I have not worked continuously at RIVM. In 1999/2000 I spent six months at NOAA (Boulder, USA), and from 2005 to 2010 I worked for the Environment and Nature Planning Agency, which later became the Netherlands Environmental Assessment Agency (PBL).
Since 1997 I have been part of a UN scientific assessment panel that advises international policymakers on the state of the ozone layer. Every 4 years we write a report for this with an international group of scientists. This is a lot of work, but the interaction with colleagues from other countries is also very inspiring and results in many new partnerships. For example, since 2006, together with colleagues from the US, I have brought the climate benefits of ozone layer policies (under the Montreal Protocol) to the attention of policy makers through scientific publications. Partly based on this research, a global climate treaty was agreed upon in 2016, strongly limiting the future use of hydrofluorocarbons, powerful greenhouse gases used in air-conditioning systems.
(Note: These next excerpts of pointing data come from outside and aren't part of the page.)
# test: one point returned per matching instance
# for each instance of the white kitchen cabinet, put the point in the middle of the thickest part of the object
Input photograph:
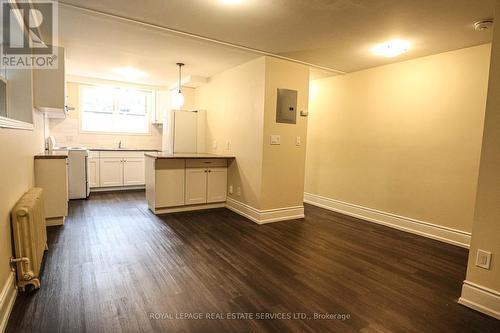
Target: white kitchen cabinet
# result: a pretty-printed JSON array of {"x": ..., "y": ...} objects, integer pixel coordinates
[
  {"x": 111, "y": 171},
  {"x": 49, "y": 88},
  {"x": 115, "y": 169},
  {"x": 165, "y": 183},
  {"x": 196, "y": 186},
  {"x": 93, "y": 171},
  {"x": 216, "y": 185},
  {"x": 177, "y": 185},
  {"x": 133, "y": 171},
  {"x": 206, "y": 185}
]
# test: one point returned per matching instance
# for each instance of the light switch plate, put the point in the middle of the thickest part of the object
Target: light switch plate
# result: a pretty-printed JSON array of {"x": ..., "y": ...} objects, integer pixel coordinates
[{"x": 275, "y": 139}]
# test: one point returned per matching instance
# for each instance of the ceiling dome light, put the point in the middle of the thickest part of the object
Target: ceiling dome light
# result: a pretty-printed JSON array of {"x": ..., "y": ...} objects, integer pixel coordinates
[
  {"x": 483, "y": 25},
  {"x": 392, "y": 48}
]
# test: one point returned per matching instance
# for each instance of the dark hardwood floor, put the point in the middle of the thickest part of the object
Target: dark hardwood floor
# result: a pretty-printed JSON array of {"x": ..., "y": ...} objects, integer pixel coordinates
[{"x": 116, "y": 267}]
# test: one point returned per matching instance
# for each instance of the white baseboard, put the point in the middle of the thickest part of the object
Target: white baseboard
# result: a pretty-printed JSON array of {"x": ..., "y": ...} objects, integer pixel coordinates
[
  {"x": 426, "y": 229},
  {"x": 265, "y": 216},
  {"x": 481, "y": 299},
  {"x": 117, "y": 188},
  {"x": 7, "y": 298},
  {"x": 55, "y": 221}
]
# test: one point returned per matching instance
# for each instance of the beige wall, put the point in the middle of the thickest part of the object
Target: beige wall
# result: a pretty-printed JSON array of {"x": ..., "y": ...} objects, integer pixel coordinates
[
  {"x": 486, "y": 228},
  {"x": 234, "y": 101},
  {"x": 67, "y": 132},
  {"x": 17, "y": 148},
  {"x": 284, "y": 165},
  {"x": 402, "y": 138}
]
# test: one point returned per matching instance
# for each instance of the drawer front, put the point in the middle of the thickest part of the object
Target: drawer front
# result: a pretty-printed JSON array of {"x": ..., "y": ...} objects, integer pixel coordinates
[
  {"x": 121, "y": 154},
  {"x": 93, "y": 154},
  {"x": 206, "y": 163}
]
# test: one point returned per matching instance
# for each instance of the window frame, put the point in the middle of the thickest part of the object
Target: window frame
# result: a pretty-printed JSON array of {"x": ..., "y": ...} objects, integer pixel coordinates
[{"x": 150, "y": 109}]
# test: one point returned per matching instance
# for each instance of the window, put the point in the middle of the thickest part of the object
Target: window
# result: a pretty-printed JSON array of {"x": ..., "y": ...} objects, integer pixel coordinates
[{"x": 115, "y": 109}]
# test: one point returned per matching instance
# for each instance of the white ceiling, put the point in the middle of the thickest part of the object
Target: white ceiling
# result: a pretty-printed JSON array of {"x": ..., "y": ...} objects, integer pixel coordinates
[{"x": 333, "y": 33}]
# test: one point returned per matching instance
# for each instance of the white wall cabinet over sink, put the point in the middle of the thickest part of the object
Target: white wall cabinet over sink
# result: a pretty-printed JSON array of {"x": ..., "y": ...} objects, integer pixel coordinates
[{"x": 116, "y": 169}]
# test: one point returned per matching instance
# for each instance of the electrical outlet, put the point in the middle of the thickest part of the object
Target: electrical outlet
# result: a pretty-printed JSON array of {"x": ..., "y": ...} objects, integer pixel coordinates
[
  {"x": 483, "y": 259},
  {"x": 275, "y": 139}
]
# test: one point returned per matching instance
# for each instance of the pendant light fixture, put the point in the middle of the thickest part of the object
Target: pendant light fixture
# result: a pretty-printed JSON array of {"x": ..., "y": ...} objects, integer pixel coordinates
[{"x": 178, "y": 97}]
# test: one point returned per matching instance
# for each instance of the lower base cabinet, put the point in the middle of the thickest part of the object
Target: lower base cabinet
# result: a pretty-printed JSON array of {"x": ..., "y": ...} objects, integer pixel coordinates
[
  {"x": 115, "y": 169},
  {"x": 179, "y": 184},
  {"x": 205, "y": 185}
]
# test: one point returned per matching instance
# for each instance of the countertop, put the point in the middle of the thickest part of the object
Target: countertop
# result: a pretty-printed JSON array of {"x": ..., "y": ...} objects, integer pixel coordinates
[
  {"x": 121, "y": 149},
  {"x": 161, "y": 155},
  {"x": 53, "y": 155}
]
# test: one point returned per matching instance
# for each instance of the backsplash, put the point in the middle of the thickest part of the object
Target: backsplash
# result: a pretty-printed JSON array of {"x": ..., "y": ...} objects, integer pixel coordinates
[{"x": 67, "y": 133}]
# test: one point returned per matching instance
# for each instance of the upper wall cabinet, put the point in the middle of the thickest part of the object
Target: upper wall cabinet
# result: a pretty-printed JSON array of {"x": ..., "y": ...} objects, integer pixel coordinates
[{"x": 49, "y": 89}]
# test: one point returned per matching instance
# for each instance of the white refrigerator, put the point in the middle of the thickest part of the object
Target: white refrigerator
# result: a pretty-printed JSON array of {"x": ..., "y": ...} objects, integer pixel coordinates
[{"x": 184, "y": 131}]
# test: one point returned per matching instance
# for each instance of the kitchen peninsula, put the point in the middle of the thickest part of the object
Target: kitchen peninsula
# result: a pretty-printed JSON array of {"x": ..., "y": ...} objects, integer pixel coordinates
[{"x": 186, "y": 181}]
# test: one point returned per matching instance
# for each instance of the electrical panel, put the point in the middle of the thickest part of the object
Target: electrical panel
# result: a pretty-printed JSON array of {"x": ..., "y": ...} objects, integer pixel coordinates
[{"x": 286, "y": 107}]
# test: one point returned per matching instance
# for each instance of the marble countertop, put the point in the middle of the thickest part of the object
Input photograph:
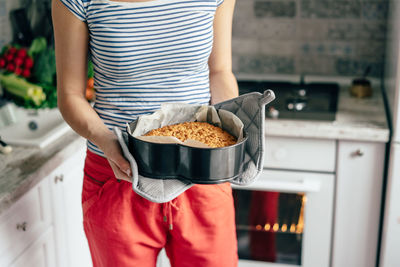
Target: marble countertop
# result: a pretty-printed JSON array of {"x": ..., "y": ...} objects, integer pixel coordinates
[
  {"x": 360, "y": 119},
  {"x": 27, "y": 166},
  {"x": 356, "y": 119}
]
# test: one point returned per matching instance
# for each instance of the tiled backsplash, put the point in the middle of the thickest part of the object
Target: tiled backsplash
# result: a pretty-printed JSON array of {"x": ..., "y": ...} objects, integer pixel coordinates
[
  {"x": 5, "y": 26},
  {"x": 314, "y": 37}
]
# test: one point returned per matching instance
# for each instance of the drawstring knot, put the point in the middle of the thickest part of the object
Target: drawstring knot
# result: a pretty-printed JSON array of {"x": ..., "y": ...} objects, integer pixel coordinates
[{"x": 167, "y": 213}]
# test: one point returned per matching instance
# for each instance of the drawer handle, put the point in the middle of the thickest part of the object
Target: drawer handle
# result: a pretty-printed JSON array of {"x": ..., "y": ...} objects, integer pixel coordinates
[
  {"x": 59, "y": 178},
  {"x": 22, "y": 226},
  {"x": 358, "y": 153}
]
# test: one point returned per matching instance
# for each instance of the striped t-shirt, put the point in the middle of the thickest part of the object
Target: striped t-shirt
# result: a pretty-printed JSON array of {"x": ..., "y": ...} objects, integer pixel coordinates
[{"x": 146, "y": 54}]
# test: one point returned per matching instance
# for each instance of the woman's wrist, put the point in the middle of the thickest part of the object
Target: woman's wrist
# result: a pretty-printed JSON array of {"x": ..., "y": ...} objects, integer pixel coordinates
[{"x": 102, "y": 139}]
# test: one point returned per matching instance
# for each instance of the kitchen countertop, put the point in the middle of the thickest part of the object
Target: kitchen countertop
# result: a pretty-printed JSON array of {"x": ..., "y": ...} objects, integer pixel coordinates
[
  {"x": 356, "y": 119},
  {"x": 27, "y": 166}
]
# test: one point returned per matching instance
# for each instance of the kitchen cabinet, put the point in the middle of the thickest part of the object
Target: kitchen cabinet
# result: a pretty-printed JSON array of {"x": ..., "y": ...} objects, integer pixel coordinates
[
  {"x": 66, "y": 186},
  {"x": 26, "y": 230},
  {"x": 40, "y": 253},
  {"x": 359, "y": 177},
  {"x": 45, "y": 226}
]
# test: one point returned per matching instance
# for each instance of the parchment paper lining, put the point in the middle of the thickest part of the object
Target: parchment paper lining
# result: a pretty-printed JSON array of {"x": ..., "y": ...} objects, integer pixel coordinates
[{"x": 170, "y": 114}]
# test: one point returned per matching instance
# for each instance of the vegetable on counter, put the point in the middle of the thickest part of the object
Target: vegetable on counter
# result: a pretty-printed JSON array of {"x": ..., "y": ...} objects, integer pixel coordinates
[{"x": 21, "y": 88}]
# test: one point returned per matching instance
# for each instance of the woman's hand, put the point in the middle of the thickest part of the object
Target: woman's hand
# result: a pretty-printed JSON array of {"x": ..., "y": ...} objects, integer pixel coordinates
[{"x": 118, "y": 163}]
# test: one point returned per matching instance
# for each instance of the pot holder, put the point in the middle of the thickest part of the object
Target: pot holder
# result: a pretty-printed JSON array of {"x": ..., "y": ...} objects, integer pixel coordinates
[{"x": 250, "y": 108}]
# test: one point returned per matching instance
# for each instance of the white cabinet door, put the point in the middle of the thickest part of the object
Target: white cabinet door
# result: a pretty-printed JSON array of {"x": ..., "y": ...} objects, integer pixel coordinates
[
  {"x": 40, "y": 254},
  {"x": 24, "y": 222},
  {"x": 72, "y": 246},
  {"x": 390, "y": 255},
  {"x": 358, "y": 200}
]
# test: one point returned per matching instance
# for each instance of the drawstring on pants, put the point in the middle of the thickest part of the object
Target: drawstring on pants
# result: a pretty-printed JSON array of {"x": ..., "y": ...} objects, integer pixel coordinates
[{"x": 167, "y": 213}]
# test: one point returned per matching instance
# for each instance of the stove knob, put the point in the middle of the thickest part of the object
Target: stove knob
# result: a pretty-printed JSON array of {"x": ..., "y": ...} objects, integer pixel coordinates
[
  {"x": 280, "y": 154},
  {"x": 273, "y": 113}
]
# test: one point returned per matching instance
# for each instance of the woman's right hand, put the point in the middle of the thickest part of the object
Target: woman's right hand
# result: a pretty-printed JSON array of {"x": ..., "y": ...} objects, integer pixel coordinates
[{"x": 113, "y": 152}]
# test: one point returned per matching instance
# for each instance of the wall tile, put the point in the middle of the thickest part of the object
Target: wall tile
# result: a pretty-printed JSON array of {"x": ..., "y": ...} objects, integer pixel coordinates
[
  {"x": 356, "y": 67},
  {"x": 375, "y": 10},
  {"x": 245, "y": 46},
  {"x": 275, "y": 9},
  {"x": 315, "y": 65},
  {"x": 264, "y": 28},
  {"x": 264, "y": 64},
  {"x": 330, "y": 9},
  {"x": 326, "y": 37}
]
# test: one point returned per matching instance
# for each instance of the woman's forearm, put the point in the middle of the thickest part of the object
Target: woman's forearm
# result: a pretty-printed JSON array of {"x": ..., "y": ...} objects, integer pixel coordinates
[
  {"x": 80, "y": 115},
  {"x": 223, "y": 86}
]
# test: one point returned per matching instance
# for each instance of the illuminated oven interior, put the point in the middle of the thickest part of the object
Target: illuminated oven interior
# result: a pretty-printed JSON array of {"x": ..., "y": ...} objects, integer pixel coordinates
[{"x": 270, "y": 225}]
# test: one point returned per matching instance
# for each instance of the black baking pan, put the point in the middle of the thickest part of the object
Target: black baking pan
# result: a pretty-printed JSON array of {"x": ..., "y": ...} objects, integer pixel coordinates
[{"x": 197, "y": 165}]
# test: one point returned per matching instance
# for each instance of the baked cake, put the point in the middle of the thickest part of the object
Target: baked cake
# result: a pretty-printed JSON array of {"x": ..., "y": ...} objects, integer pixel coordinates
[{"x": 200, "y": 131}]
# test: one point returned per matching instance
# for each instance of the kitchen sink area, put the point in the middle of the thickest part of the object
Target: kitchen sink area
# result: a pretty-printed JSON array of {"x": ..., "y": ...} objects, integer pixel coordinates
[
  {"x": 303, "y": 101},
  {"x": 29, "y": 127}
]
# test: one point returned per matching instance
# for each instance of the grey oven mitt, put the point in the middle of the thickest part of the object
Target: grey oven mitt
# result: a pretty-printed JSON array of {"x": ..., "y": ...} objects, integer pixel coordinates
[{"x": 250, "y": 108}]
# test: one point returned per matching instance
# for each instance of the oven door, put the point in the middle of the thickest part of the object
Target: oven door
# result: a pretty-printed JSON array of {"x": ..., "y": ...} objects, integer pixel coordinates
[{"x": 284, "y": 219}]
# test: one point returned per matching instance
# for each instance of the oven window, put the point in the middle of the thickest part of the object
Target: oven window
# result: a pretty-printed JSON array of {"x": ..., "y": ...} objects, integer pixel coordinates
[{"x": 270, "y": 226}]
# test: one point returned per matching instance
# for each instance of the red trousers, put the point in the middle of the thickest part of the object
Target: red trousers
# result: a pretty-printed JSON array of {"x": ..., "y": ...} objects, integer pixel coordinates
[{"x": 124, "y": 229}]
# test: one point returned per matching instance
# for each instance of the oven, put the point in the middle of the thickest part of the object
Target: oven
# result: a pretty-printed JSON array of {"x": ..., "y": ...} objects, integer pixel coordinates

During this work I often stood with one leg in science and with the other in the international policy arena. Very exciting and you learn a lot.
Currently, it is only 15 minutes for me to bike from IMAU to RIVM, but by the end of 2021 it will only be 1 minute. Then, RIVM moves to a new building in the Utrecht Science Park. Three years later than originally planned, because the original building design did not properly consider the vibrations resulting from the tramway that runs right past it. There is already a lot of cooperation between RIVM and the University, but the hope is that the cooperation will become even stronger through the move. Attending lectures at both places will become easier and you will meet each other more quickly in the park, assuming of course that the corona measures will then be behind us.